Third is the massive exit of skilled and qualified staff. Even where eateries are able to cater for take-away customers, the requirement for employees is massively reduced and many may not qualify for the government’s Job Keeper allowance. Once social distancing measures start to ease, attracting these staff back to the hospitality sector could prove quite challenging and may make the reinvigoration of the industry slower than for some other sectors.

Some parts of the sector have benefited from the availability of food delivery services, although some of those services have been heavily criticised for refusing to adjust commissions, further reducing the commercial viability for already stretched restaurant businesses.

However, there are things that all of us can do to help. For hospitality businesses striving to survive the dramatic downturn in custom, every sale helps and everyone has the opportunity to do a little bit to support them. Whether it’s buying a coffee every day from a  local café when you’re out on your morning socially distant walk, or treating the family to a Friday night takeaway meal from your favourite fish and chip shop or local restaurant, every sale helps those businesses to keep their heads above water, employ a few people and pay the rent.

It’s hard to anticipate what the future looks like for Australian hospitality businesses – while social distancing rules are set to be scaled back in the near future, the suggestion is that pubs and restaurants will not benefit from the first round of easing.

Some Melbourne based hospitality businesses are doing incredible things for the community even during this incredibly difficult time.  The Estelle in Northcote, Victoria are offering fully cooked restaurant quality takeout meals to anyone in the hospitality industry who is currently doing it tough, has lost their job or isn’t eligible for Job Keeper payments. Their chef, Scott Pickett, has been extremely supportive of the hospitality industry during the pandemic and is the definitely one of the most vocal about how hard the industry has really been hit.

Thankfully, in other parts of Australia hospitality businesses are also sticking together.
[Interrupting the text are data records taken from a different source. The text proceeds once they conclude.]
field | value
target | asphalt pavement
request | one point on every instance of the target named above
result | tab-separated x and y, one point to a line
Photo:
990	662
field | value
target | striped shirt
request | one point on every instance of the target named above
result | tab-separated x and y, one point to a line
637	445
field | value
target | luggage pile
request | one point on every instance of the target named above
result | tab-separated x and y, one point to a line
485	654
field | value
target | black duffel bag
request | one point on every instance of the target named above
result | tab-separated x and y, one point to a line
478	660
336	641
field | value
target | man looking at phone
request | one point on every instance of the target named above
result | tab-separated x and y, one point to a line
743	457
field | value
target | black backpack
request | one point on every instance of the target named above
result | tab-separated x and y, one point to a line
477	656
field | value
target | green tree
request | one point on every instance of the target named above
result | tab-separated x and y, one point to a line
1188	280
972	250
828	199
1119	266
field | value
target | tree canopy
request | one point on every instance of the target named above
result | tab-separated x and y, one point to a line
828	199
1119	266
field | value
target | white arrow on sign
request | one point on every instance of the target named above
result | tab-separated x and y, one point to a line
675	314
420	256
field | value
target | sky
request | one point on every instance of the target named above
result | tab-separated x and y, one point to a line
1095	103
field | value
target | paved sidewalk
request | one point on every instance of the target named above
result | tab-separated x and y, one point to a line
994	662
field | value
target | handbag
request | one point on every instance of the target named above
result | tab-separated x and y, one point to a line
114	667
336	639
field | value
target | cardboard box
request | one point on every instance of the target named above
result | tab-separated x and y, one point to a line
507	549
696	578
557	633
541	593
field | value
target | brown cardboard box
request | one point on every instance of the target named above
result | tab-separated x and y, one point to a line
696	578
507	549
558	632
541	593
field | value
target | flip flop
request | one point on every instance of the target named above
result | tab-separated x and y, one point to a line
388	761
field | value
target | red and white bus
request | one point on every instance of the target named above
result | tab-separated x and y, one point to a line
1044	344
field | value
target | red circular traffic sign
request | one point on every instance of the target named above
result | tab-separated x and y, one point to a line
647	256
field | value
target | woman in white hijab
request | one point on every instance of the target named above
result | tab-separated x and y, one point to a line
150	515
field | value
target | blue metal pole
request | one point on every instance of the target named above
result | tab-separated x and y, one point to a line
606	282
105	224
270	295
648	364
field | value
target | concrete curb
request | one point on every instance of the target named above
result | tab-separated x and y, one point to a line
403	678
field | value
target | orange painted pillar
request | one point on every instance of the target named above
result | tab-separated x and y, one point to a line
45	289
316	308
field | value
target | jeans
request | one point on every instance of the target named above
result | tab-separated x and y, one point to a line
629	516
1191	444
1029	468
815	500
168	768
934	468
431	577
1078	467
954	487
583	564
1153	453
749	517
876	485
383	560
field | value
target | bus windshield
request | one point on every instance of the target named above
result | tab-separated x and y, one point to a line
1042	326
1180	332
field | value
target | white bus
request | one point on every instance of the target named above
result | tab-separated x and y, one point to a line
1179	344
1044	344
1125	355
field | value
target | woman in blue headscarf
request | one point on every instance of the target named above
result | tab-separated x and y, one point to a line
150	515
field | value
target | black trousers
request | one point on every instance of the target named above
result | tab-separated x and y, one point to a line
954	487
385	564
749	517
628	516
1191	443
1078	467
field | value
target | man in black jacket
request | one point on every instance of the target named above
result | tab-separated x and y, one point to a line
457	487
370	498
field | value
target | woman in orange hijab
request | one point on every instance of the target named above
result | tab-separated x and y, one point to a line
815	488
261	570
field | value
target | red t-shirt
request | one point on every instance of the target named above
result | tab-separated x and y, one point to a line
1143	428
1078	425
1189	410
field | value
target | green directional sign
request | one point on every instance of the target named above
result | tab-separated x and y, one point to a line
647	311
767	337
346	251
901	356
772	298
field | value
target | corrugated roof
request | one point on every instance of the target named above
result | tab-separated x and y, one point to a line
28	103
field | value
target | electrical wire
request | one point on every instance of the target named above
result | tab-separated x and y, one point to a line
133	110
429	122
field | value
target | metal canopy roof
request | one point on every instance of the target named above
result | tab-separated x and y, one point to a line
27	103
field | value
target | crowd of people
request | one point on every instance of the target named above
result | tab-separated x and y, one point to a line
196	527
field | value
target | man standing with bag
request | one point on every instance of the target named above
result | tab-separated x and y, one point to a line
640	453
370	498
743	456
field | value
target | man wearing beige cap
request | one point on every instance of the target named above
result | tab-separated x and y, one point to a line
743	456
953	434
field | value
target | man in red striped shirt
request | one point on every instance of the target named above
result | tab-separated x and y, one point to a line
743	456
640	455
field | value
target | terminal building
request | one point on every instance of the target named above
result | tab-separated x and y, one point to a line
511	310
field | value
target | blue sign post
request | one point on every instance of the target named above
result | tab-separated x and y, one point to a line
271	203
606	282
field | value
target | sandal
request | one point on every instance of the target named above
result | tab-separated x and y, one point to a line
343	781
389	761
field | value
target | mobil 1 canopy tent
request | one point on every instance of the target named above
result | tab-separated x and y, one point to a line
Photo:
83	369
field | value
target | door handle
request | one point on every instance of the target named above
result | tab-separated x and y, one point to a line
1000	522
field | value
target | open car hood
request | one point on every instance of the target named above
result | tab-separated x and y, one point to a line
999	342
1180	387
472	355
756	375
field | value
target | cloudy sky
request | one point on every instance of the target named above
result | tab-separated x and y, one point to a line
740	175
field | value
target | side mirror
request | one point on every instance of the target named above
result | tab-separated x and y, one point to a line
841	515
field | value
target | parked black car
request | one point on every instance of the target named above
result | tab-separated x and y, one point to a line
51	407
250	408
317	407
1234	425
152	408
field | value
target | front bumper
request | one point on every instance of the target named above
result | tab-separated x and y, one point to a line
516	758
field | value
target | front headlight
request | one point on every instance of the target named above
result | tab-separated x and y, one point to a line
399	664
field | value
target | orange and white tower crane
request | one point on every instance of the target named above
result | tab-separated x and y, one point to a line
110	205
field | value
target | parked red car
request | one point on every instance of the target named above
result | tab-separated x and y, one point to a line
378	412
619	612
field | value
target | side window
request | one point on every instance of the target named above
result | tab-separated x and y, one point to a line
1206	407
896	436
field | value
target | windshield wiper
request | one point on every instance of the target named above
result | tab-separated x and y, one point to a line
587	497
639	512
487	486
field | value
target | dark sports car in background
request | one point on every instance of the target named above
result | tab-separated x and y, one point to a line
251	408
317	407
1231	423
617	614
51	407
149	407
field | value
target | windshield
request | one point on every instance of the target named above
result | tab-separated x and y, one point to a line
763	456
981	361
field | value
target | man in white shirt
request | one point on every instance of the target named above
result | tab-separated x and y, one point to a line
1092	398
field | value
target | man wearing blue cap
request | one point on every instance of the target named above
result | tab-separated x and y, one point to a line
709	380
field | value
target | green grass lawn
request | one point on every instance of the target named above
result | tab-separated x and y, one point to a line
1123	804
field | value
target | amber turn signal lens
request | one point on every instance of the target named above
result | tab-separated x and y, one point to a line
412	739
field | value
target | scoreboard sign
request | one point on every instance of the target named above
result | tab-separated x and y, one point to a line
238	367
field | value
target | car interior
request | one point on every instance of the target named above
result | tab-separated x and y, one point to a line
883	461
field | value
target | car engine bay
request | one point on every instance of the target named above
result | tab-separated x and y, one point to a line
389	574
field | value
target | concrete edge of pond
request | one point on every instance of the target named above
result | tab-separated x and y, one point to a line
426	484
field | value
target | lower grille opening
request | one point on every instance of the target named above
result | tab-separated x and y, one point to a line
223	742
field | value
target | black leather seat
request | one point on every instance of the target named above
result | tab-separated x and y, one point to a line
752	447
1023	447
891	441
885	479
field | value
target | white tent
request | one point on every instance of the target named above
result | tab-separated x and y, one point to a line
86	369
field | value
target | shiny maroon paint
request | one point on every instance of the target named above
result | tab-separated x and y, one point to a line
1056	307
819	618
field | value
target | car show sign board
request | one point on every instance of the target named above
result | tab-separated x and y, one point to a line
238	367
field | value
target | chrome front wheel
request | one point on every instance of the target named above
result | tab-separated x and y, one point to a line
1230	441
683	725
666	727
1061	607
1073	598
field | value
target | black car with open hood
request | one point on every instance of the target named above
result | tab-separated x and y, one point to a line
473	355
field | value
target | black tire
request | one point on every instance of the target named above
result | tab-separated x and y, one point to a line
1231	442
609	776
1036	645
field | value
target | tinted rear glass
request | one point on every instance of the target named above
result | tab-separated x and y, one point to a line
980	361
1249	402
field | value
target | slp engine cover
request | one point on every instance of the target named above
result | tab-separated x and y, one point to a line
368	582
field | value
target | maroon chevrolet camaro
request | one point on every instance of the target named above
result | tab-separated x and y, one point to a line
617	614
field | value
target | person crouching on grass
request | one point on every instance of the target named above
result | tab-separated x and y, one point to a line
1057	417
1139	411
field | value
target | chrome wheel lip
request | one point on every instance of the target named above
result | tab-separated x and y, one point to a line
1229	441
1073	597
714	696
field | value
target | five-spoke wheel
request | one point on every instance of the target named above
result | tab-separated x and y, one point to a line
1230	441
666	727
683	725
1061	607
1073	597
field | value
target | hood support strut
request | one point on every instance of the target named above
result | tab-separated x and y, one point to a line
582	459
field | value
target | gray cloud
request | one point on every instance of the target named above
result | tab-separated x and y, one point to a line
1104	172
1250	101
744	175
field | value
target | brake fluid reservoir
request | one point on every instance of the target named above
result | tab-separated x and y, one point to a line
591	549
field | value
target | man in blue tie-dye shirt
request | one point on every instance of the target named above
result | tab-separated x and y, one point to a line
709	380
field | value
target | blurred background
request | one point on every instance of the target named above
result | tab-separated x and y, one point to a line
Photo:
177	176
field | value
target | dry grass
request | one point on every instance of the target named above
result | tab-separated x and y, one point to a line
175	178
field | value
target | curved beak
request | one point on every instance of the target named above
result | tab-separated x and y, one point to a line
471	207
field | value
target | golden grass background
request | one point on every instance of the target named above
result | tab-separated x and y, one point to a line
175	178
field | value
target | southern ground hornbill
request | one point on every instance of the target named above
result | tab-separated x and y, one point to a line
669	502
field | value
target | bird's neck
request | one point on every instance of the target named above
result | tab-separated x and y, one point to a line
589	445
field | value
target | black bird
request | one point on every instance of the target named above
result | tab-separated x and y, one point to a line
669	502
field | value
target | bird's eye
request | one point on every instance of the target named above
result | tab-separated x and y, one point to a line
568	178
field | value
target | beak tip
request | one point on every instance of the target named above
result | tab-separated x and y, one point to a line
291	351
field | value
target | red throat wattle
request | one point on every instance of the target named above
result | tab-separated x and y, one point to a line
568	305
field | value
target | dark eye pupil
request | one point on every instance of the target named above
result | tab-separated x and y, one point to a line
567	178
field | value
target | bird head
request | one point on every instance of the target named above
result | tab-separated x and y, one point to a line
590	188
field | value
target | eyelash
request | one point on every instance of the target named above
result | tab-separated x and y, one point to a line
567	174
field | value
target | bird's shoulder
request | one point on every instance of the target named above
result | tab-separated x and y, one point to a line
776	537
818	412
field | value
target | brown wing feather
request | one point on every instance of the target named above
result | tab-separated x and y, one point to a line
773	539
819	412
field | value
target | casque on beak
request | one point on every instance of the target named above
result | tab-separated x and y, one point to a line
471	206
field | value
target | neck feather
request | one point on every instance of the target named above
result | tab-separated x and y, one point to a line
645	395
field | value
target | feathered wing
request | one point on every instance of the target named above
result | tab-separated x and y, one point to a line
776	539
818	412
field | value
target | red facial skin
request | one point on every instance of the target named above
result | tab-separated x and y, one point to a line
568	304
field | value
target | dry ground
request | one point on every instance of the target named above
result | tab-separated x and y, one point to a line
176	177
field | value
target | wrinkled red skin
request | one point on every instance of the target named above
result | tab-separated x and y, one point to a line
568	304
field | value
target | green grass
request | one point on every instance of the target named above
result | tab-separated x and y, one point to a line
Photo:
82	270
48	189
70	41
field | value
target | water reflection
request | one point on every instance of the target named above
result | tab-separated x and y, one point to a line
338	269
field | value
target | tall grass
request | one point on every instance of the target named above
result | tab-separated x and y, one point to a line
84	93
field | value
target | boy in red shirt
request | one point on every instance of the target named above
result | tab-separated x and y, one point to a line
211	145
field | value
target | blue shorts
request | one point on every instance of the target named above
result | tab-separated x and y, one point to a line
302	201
Bloodwood in Newtown, New South Wales has now handed out over 100 free meals to hospitality workers all over Sydney as a way to support those who are struggling. It is incredible to see venues all over Australia are sticking together during these hard times, in true hospitality spirit they are soldiering on.

Small businesses are the economic engine room of Australia, and the hospitality sector comprises a significant chunk of Australia’s small business community. The future of many of those businesses depends on each of us doing whatever little bit we can to patronise restaurants, cafes and the like and help them through this challenging time.